Review: An Earthquake Is a Shaking of the Surface of the Earth

Poet, novelist, and translator Anna Moschovakis unsettles readers of An Earthquake Is a Shaking of the Surface of the Earth, a narrative meditation on the obsessions one clings to in the face of chaos. In an uncanny near future, a seismic event has disrupted Earth's crust, leaving everyone to live through continuous earthquakes. While not all of them are large, they are nearly constant.

This catastrophic event is not the first thing to upend the novel's first-person narrator, however. Her lackluster career as an actress seems to have finally petered out. Facing the chasm of unfilled days on shaking ground, she develops an obsessive focus on her young, attractive housemate, Tala, which quickly sharpens into a desire to kill her. When Tala inexplicably disappears, the narrator spirals through her own existential dread, reliving memories of what it means to be a woman in a world that's always watching. Her hunt for Tala soon dissolves into a more hallucinatory hunt for stability in an increasingly unstable environment.

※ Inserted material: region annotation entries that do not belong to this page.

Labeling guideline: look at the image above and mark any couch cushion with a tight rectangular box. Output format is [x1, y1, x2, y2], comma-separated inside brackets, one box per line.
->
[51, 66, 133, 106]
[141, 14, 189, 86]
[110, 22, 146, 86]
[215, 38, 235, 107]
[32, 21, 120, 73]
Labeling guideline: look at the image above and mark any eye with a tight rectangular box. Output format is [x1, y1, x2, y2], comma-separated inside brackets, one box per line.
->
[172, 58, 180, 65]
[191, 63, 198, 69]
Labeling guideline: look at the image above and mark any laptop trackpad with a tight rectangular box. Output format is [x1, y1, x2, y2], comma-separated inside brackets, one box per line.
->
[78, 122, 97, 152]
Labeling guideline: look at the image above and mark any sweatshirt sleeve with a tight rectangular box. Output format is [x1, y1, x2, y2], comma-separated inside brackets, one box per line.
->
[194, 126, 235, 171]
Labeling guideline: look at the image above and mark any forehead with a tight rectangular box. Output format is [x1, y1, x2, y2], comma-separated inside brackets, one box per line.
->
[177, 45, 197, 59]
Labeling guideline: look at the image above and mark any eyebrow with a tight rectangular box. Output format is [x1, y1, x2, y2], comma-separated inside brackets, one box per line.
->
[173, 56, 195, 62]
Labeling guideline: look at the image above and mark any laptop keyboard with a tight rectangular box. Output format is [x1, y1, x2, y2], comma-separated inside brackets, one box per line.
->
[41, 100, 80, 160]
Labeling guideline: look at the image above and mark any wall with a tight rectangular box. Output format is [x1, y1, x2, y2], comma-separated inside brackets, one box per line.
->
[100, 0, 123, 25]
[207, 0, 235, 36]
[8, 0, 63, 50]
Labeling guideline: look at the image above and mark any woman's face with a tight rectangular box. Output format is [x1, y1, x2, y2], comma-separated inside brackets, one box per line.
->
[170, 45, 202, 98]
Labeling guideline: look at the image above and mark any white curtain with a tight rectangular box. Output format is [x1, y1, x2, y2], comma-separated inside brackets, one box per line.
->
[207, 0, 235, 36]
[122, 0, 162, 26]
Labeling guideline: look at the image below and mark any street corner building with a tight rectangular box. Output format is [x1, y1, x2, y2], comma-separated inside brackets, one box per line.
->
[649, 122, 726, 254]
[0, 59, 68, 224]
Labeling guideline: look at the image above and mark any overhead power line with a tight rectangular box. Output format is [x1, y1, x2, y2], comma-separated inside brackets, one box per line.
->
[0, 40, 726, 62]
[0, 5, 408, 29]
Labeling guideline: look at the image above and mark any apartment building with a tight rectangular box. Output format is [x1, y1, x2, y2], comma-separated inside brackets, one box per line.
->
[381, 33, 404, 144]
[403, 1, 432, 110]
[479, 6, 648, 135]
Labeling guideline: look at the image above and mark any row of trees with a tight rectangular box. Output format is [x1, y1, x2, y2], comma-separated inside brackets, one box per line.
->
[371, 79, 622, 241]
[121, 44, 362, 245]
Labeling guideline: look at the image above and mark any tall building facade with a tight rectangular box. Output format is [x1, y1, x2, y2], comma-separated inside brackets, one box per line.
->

Reading Moschovakis's prose is a singular experience, not least of all because of its inherently poetic sensibility. Her lyrical turns of phrase, unexpected juxtapositions, and associative iterations are perfect for An Earthquake's narrator as she slips into the book's long, existential stare. Sometimes, that stare is a literal one. The narrator stares at a brochure, at the "dark shapes on its bright surfaces," and then out a window: "a small hole, the size of a lime, in the middle of the lower pane.... I leaned over and brought my eye to the hole. A rabbit rustled in the strip of dirt by the chain-link fence. A rabbit? I blinked. A squirrel. A ragged brown squirrel, looking down, doing something with its hands." Even that which one sees with her own eyes can shapeshift unexpectedly into something mundane yet disturbing.

In this world of constant movement, there is one thing that ultimately catches the eye and keeps it. As she explains, "When Tala arrived, from nowhere, nothing looked the same. The possible had bled through its container, like the skyscrapers through their frame. Tala became the missing piece, the perspectival shift." The narrator's fixation on Tala appears disturbing at first and yet increasingly understandable. Shifts, of course, are not easy to live with. But they are, Moschovakis ultimately suggests, the only state of being one can depend on. --Alice Martin, freelance writer and editor

Shelf Talker: Anna Moschovakis's An Earthquake Is a Shaking of the Surface of the Earth is a poetic, thought-provoking novel that embraces the mind's recursive attempts to make order of chaos.